Micro-channel group share: in layman's language and character encoding Python

Python language by Guido van Rossum Daniel invention in 1989, it is one of the world's most popular computer programming language, as well as a "learning useful, can learn, can learn a long time with" the language of the computing ecosystem.

To this end, CSDN as the largest Chinese IT community, especially to the majority of fans set up Python Python classes to help people detours on the road to learn more efficiently. March 21, 20:00, we have invited well-known technical experts Liu Zhijun teacher Python sharing activities held in the class.

Liu Zhijun, 6 years of development experience, ZTE was the inauguration, liberal arts interactive. He specializes in Web technology infrastructure, strong of reptiles, data mining interests. Data analysis is currently engaged in a major pharmaceutical group. Micro-channel public number: Python Zen (vttalk)

The following is the share of last night:
Why talk about this subject?
It is said, each doing Python development have been confused by the character encoding problems too, the most common mistake is UnicodeEncodeError, UnicodeDecodeError, you seem to know how to solve, unfortunately, an error appeared in other places, the problem is always the same mistakes, str to encode or decode conversion method between unicode also especially difficult to remember, always confused, where exactly is the problem?

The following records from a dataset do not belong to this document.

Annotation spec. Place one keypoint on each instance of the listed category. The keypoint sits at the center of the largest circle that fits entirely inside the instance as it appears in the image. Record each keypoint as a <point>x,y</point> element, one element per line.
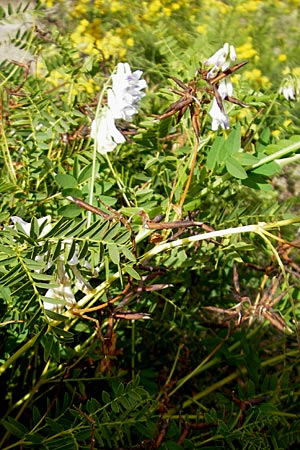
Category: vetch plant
<point>122,103</point>
<point>177,230</point>
<point>126,92</point>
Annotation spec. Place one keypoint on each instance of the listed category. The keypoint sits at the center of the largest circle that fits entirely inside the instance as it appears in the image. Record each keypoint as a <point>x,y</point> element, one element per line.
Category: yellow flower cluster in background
<point>115,30</point>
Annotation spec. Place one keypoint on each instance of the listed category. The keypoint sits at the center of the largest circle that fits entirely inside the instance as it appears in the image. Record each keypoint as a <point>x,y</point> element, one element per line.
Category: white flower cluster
<point>220,62</point>
<point>122,103</point>
<point>62,296</point>
<point>290,88</point>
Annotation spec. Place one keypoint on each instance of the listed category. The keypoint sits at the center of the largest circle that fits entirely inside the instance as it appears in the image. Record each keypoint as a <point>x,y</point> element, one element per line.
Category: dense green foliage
<point>183,336</point>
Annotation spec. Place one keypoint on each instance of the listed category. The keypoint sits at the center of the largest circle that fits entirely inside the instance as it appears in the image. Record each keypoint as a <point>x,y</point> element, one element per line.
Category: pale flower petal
<point>64,293</point>
<point>105,132</point>
<point>126,92</point>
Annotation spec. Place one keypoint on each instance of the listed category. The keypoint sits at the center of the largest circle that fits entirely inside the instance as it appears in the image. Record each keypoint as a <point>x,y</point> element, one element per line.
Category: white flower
<point>225,88</point>
<point>26,225</point>
<point>105,132</point>
<point>221,60</point>
<point>62,293</point>
<point>126,92</point>
<point>218,117</point>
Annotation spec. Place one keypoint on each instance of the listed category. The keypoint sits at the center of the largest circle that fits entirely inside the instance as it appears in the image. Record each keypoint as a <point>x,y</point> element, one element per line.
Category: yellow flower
<point>202,29</point>
<point>130,42</point>
<point>287,122</point>
<point>246,51</point>
<point>275,133</point>
<point>282,57</point>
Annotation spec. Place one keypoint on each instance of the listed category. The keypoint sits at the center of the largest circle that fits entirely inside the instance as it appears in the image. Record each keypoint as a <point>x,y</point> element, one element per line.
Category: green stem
<point>20,352</point>
<point>118,180</point>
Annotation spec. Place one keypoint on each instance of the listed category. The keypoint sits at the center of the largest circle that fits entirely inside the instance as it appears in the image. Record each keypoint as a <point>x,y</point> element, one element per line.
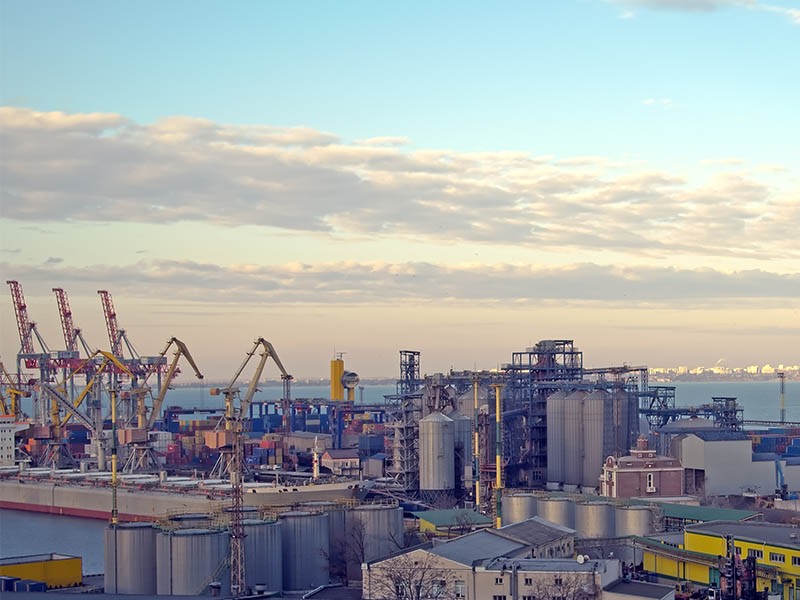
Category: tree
<point>416,575</point>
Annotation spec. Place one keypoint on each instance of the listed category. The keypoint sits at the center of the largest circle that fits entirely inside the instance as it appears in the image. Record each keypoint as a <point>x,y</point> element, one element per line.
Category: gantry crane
<point>231,460</point>
<point>46,361</point>
<point>140,457</point>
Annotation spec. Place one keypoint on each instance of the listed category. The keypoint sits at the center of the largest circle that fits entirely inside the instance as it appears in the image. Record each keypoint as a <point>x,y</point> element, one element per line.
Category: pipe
<point>498,487</point>
<point>476,460</point>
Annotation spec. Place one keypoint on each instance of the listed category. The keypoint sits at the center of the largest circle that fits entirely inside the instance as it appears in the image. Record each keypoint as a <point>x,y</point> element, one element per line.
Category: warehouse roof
<point>640,589</point>
<point>721,435</point>
<point>760,533</point>
<point>475,547</point>
<point>535,531</point>
<point>452,517</point>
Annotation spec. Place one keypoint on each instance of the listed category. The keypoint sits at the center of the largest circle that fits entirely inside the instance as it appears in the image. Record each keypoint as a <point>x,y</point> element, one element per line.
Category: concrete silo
<point>130,559</point>
<point>436,465</point>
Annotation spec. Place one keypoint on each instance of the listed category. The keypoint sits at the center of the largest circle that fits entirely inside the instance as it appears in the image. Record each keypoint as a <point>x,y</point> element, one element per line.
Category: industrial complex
<point>538,479</point>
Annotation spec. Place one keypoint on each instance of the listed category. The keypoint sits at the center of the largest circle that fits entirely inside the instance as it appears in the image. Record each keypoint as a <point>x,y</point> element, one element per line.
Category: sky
<point>459,178</point>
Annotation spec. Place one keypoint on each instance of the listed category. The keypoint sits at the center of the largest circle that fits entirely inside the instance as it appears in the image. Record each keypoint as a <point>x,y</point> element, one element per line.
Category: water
<point>23,533</point>
<point>31,533</point>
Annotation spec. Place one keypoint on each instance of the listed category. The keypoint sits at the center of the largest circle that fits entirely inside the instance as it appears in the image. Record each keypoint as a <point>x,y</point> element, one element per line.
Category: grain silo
<point>189,560</point>
<point>557,510</point>
<point>556,438</point>
<point>263,551</point>
<point>634,520</point>
<point>436,465</point>
<point>130,559</point>
<point>594,520</point>
<point>306,540</point>
<point>518,507</point>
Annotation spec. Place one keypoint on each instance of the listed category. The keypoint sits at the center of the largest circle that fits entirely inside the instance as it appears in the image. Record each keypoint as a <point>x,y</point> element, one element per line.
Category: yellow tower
<point>337,370</point>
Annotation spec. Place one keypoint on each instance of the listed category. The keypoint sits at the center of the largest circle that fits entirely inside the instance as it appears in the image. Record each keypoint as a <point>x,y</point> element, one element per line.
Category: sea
<point>23,533</point>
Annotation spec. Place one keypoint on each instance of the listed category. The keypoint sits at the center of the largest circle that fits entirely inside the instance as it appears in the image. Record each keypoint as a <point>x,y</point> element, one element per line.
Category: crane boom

To clarify this issue, I decided to be analyzed in simple terms from the details of the composition and character encoding of python string.
Byte character
all the data stored in a computer, text characters, images, video, audio, software is composed of a sequence of bytes of a string 01, a byte is equal to 8 bits.

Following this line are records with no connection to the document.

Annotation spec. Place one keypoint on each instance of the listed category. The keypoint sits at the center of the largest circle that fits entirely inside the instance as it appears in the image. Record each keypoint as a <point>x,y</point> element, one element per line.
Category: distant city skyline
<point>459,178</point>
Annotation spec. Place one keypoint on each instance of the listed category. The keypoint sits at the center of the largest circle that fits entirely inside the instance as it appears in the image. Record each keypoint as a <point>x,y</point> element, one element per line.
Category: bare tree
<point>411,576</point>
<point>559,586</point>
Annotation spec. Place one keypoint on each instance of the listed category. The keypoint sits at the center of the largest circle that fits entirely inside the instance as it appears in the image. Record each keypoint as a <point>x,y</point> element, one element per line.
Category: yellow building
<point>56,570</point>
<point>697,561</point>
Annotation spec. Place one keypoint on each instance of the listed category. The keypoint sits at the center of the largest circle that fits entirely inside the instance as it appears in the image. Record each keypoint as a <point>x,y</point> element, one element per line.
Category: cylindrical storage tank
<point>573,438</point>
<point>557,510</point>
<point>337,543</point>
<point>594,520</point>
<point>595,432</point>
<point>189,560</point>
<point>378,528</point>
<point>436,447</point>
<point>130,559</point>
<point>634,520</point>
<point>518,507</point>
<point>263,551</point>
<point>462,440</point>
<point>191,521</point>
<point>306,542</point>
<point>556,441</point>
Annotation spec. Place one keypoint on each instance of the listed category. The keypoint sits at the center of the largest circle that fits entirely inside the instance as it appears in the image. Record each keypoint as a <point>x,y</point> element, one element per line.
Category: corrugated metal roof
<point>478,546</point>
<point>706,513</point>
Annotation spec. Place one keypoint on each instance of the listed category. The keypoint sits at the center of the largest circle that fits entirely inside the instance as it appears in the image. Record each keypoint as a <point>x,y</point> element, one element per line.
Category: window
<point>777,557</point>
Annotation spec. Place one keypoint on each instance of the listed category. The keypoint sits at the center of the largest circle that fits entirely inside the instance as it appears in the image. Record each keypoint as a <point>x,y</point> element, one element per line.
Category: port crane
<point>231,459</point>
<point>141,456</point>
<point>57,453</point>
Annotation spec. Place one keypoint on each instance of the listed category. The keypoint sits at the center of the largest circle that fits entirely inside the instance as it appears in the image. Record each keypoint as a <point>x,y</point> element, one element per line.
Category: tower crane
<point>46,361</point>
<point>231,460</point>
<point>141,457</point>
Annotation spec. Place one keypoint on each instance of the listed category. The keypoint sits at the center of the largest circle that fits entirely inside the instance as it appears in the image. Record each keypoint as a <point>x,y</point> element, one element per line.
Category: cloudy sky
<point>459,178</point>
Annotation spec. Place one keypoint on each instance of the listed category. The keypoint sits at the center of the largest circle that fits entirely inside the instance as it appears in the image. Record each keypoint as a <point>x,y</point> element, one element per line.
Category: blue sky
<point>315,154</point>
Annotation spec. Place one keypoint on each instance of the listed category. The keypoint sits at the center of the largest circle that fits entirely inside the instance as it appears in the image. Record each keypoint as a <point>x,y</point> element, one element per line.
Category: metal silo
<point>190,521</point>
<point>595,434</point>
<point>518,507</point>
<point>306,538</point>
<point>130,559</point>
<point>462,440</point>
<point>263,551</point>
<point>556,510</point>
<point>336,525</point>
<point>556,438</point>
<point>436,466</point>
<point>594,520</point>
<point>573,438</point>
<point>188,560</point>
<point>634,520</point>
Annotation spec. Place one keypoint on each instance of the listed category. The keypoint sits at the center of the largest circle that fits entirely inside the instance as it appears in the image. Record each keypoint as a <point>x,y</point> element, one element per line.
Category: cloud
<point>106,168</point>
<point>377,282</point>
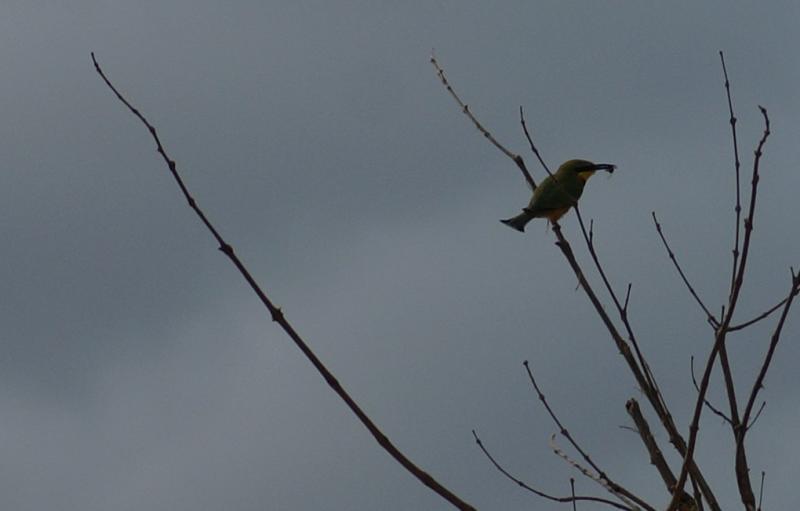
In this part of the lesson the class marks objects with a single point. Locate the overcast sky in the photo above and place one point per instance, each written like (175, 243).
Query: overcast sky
(137, 369)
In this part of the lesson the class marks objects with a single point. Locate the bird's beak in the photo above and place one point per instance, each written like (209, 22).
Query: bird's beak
(605, 166)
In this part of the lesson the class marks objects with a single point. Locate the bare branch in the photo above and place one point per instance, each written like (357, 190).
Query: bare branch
(278, 317)
(564, 432)
(743, 478)
(653, 397)
(517, 159)
(737, 165)
(531, 489)
(656, 457)
(710, 317)
(776, 335)
(626, 497)
(616, 487)
(761, 316)
(572, 492)
(533, 147)
(711, 407)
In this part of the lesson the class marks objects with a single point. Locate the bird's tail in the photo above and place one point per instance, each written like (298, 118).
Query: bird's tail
(518, 222)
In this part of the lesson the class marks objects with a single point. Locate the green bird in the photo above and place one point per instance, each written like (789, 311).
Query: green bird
(558, 192)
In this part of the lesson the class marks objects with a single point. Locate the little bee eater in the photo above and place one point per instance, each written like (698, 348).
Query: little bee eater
(557, 193)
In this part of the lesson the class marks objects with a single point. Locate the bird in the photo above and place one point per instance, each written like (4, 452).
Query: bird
(558, 192)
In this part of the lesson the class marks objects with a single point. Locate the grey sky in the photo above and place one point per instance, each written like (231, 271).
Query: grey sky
(139, 372)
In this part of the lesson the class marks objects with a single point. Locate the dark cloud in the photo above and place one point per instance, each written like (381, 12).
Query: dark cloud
(137, 369)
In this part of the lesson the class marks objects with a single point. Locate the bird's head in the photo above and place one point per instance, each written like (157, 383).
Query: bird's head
(584, 168)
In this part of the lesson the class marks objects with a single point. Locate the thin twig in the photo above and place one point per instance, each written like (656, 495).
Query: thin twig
(465, 108)
(278, 317)
(745, 488)
(564, 432)
(653, 397)
(737, 165)
(652, 386)
(710, 317)
(761, 316)
(711, 407)
(531, 489)
(572, 492)
(757, 415)
(649, 441)
(530, 142)
(759, 383)
(631, 500)
(617, 488)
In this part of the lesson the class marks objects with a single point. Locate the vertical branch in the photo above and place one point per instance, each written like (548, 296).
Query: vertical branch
(738, 208)
(517, 159)
(745, 488)
(278, 317)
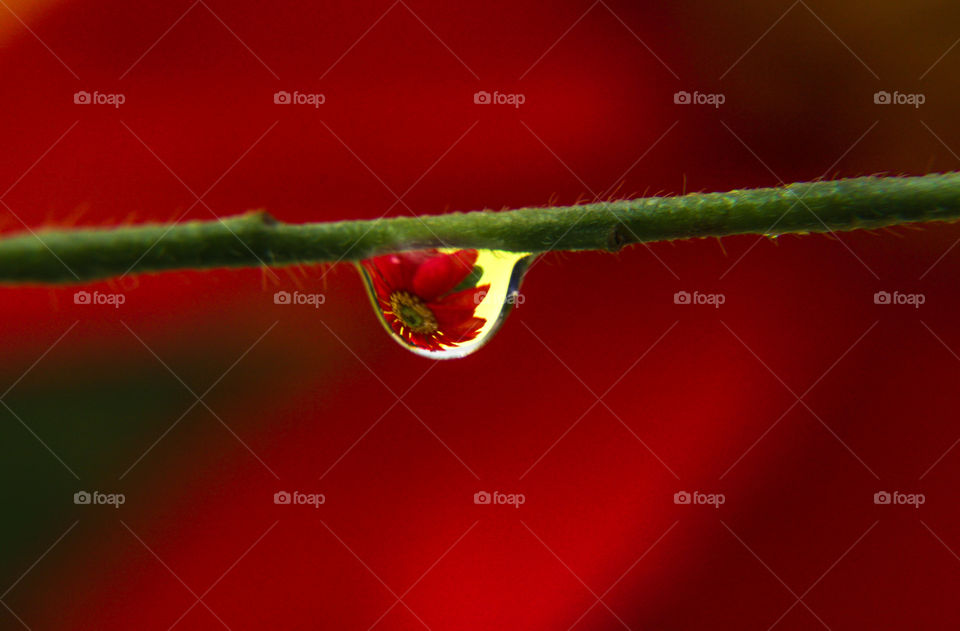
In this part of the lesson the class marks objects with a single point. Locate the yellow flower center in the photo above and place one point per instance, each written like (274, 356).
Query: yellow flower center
(413, 312)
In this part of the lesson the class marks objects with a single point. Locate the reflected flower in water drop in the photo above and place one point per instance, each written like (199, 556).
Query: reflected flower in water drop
(421, 297)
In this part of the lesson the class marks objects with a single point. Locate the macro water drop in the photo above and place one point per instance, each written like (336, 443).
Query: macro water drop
(444, 303)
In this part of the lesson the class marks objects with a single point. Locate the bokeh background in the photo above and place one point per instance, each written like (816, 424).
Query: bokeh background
(199, 398)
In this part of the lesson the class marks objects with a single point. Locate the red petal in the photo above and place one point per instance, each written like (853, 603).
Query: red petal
(441, 273)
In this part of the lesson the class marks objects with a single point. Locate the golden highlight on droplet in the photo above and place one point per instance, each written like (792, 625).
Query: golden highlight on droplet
(444, 303)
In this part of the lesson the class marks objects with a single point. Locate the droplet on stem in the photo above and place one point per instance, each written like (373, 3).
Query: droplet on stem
(444, 303)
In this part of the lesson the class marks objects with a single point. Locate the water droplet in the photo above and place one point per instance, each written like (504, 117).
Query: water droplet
(444, 303)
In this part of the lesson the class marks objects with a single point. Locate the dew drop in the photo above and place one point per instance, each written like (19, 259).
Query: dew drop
(444, 303)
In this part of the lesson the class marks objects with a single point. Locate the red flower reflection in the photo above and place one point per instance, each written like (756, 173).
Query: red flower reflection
(414, 290)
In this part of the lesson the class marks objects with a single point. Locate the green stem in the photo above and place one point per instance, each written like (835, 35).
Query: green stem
(255, 238)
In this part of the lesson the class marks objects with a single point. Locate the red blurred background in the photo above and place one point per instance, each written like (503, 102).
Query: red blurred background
(798, 399)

The character is a symbol, such as a character, a letter, a number, a punctuation can be called a character.

Bytes for easy storage and transport network, and the character display for easy reading. For example, the character "p" is stored in the hard disk is a series of binary data 01110000, one byte length.
Encoding and decoding
time we use a text editor to open, see a character, and ultimately stored on disk are kept up in a binary sequence of bytes. Then the character-to-byte conversion process is called encoding (encode), in turn, is called decoding (decode), it is both a reversible process. Coding for storing transmission, decoding is performed in order to facilitate reading the display.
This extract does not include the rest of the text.